North Lincoln chief upset
The attorneys also collected testimony from North Lincoln Fire & Rescue Chief Rob Dahlman, who said that in the week after the Labor Day fires, Pacific Power workers repeatedly crossed fire lines near Otis to carry out power repairs after Dahlman and other firefighters told them not to.
“PacifiCorp and their contractors multiple times crossed through our closed areas and went back in to repair their equipment. And it came to a head with the overall incident commander and myself,” Dahlman said during a deposition ahead of the trial.
Pacific Power workers then destroyed poles, power lines and vegetation, the attorneys allege, despite a fire investigation that was underway.

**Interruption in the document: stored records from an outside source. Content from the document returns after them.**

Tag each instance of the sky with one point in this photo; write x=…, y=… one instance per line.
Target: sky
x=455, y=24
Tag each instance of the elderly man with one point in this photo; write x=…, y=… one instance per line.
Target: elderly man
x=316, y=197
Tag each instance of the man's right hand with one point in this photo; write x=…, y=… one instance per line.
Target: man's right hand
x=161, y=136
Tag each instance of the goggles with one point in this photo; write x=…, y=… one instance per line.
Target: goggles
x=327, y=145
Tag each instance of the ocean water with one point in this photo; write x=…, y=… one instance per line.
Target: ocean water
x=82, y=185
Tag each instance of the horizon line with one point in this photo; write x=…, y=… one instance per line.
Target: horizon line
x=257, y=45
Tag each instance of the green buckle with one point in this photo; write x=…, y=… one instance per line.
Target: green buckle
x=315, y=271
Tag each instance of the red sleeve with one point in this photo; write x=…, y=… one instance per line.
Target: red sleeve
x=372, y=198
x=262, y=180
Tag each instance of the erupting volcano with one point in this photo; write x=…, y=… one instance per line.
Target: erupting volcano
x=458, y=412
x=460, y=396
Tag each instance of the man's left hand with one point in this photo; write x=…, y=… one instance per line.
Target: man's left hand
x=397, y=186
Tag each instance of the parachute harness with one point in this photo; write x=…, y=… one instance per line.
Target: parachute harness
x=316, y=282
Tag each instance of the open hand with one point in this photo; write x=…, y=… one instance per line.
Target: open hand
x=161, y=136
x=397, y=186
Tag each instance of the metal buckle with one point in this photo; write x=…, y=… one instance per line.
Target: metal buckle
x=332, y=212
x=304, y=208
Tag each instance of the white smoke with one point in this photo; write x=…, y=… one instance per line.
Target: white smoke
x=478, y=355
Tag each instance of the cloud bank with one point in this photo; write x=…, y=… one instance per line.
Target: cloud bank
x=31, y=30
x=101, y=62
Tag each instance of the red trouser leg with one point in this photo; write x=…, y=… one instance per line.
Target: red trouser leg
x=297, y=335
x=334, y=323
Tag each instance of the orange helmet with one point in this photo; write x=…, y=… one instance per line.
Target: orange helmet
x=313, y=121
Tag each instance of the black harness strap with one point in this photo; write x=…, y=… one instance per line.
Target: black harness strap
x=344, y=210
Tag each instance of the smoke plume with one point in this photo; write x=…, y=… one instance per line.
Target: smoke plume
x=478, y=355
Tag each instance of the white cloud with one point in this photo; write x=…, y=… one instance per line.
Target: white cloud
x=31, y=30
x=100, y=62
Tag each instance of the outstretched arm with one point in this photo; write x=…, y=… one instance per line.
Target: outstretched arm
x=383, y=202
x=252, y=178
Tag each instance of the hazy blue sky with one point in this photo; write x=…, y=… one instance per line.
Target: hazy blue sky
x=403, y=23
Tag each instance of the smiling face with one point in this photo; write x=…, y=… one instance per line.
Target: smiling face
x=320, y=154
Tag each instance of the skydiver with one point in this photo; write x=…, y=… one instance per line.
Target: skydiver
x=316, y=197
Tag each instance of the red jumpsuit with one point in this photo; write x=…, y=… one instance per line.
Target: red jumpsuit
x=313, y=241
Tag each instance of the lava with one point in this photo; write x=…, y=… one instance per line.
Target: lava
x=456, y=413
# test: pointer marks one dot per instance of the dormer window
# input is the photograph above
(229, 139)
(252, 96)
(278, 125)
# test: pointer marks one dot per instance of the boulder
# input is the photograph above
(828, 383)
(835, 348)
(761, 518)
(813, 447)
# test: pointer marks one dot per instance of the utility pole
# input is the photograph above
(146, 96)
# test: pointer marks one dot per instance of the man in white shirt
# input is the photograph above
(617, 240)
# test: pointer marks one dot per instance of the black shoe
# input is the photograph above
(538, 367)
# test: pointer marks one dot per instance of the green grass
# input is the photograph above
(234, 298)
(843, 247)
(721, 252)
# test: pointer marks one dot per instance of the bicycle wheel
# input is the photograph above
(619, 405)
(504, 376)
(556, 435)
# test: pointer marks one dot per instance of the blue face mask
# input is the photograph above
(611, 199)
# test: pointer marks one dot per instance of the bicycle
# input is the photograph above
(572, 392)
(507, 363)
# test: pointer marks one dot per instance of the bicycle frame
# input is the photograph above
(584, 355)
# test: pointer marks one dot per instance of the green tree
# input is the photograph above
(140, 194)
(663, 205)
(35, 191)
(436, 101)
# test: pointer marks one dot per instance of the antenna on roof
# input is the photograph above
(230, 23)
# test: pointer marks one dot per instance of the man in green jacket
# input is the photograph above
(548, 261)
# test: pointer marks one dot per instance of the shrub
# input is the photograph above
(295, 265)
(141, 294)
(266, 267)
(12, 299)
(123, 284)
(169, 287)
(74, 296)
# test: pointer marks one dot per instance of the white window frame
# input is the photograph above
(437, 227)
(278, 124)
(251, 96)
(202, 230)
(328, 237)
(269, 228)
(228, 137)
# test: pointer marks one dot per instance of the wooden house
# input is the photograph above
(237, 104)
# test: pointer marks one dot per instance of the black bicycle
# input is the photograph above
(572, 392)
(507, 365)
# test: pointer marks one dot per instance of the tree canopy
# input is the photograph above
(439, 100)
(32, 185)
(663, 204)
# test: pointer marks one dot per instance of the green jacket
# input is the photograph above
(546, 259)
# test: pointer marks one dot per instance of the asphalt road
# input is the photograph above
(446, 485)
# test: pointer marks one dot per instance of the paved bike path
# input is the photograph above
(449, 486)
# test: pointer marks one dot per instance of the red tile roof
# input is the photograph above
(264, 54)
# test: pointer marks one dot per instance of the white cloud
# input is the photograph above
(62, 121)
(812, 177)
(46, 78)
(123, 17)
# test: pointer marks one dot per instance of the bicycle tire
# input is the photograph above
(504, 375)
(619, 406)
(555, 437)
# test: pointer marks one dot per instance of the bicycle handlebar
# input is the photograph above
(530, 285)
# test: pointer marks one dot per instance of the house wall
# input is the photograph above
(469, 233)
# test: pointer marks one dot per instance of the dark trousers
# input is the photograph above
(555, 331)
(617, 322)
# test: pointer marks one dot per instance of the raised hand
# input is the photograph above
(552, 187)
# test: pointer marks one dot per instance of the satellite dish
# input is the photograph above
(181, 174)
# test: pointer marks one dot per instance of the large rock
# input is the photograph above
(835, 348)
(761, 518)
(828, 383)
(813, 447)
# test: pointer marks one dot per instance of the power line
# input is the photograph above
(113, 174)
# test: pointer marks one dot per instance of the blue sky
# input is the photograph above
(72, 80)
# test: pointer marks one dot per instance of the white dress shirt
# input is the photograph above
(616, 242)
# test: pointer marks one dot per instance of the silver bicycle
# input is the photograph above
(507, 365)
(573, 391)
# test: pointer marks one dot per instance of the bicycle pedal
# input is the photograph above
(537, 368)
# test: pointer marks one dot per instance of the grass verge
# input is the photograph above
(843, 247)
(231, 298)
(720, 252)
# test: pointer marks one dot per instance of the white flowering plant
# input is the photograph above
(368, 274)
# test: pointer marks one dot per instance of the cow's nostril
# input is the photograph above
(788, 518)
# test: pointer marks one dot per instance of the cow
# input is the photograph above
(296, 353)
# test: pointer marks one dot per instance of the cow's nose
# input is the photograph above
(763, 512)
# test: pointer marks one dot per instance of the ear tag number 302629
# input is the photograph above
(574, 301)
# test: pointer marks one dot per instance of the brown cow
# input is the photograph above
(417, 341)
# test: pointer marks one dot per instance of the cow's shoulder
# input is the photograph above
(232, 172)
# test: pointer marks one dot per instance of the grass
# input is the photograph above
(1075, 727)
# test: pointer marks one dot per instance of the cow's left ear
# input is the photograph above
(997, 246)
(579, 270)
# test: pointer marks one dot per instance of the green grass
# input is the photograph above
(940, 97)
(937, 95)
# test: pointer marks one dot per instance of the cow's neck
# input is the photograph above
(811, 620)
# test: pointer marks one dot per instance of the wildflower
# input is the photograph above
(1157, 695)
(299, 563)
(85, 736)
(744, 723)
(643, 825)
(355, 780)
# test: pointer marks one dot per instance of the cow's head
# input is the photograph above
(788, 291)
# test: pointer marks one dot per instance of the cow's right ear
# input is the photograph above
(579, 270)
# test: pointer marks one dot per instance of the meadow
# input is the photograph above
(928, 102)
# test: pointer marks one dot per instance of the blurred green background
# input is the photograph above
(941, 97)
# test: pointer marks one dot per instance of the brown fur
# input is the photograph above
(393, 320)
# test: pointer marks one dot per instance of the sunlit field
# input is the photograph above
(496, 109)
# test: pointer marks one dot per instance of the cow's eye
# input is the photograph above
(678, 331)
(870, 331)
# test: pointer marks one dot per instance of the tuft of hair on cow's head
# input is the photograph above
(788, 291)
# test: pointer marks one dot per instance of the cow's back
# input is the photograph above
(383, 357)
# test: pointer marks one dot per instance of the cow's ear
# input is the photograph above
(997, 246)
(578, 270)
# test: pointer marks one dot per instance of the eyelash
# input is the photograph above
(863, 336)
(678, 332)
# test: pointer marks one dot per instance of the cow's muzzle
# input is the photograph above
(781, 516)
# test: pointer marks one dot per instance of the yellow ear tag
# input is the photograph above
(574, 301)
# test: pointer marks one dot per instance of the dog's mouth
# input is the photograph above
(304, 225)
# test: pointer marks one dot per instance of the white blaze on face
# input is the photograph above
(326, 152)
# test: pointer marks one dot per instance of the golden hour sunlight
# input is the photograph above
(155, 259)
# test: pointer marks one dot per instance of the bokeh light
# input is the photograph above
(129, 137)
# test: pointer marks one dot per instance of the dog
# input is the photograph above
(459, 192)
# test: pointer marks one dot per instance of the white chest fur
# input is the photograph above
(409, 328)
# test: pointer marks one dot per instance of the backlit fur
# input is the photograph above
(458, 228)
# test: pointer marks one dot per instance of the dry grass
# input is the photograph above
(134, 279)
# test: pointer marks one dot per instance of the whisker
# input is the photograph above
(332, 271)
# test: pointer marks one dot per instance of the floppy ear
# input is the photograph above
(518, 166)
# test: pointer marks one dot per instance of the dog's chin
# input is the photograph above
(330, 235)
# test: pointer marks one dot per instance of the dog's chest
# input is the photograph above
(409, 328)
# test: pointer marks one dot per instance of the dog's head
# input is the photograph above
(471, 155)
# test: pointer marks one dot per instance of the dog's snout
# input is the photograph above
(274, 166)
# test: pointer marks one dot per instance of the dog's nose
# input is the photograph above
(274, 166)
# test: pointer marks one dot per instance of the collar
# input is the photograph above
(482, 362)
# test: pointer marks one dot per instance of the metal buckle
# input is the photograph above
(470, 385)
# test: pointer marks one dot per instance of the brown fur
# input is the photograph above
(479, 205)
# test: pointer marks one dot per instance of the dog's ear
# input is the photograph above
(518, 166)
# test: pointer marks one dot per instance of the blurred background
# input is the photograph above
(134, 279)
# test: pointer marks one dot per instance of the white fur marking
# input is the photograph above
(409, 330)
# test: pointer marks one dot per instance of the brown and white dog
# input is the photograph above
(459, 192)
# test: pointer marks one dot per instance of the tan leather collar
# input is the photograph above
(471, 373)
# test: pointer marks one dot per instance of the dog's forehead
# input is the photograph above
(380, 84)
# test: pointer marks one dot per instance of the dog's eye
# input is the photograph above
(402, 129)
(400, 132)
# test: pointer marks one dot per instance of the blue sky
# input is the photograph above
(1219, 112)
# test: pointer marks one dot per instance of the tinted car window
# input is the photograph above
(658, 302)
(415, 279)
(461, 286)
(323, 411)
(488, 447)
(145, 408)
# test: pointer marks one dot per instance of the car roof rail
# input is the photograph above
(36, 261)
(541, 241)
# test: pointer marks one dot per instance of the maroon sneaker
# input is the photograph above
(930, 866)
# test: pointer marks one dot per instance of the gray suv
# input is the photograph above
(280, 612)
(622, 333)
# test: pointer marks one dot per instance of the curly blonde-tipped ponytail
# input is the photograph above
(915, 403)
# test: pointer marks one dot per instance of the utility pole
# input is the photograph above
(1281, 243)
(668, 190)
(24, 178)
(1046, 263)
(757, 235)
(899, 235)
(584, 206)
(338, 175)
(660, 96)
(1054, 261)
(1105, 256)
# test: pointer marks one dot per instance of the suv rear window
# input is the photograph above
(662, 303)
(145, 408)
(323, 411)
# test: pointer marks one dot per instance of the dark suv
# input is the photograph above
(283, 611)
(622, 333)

“PacifiCorp testified that the damaged equipment associated with the Santiam Canyon Fire ‘was taken to one or two spots and then probably taken to a dump,’ before any investigation was undertaken,” the attorneys wrote.
The plaintiffs’ attorneys also allege that PacifiCorp has underprepared key witnesses in the case to answer questions about the company’s power line management on the day the fires ignited. After failing to answer a series of questions about trees near the starting point of the 242 Fire during a Jan. 27 deposition, an attorney for the plaintiffs pressed claims adjuster Marlow Vass on how much preparation she had done to review the thousands of documents related to the lawsuit.
“I would say about three to four hours,” Vass replied.
Neither the attorneys bringing the class action lawsuit, nor PacifiCorp provided comment for this article, citing the pending litigation. PacifiCorp has denied any wrongdoing in its court filings.
Still, the company has changed some of its practices since the fires. Last year, PacifiCorp announced a plan to spend more than $400 million on wildfire safety improvements to reduce the risk of power lines sparking fires during extreme weather.
Because issues around evidence have come up before in the class action lawsuit, and because the April trial is rapidly approaching, attorneys for the plaintiffs in the case have asked Multnomah County Judge Steffan Alexander to sanction PacifiCorp while finding its actions “willful, bad faith, or of similar magnitude.”
The lawyers also want Alexander to throw out PacifiCorp’s denials of its liability in the Labor Day fires, and potentially make a final determination on the power company’s role.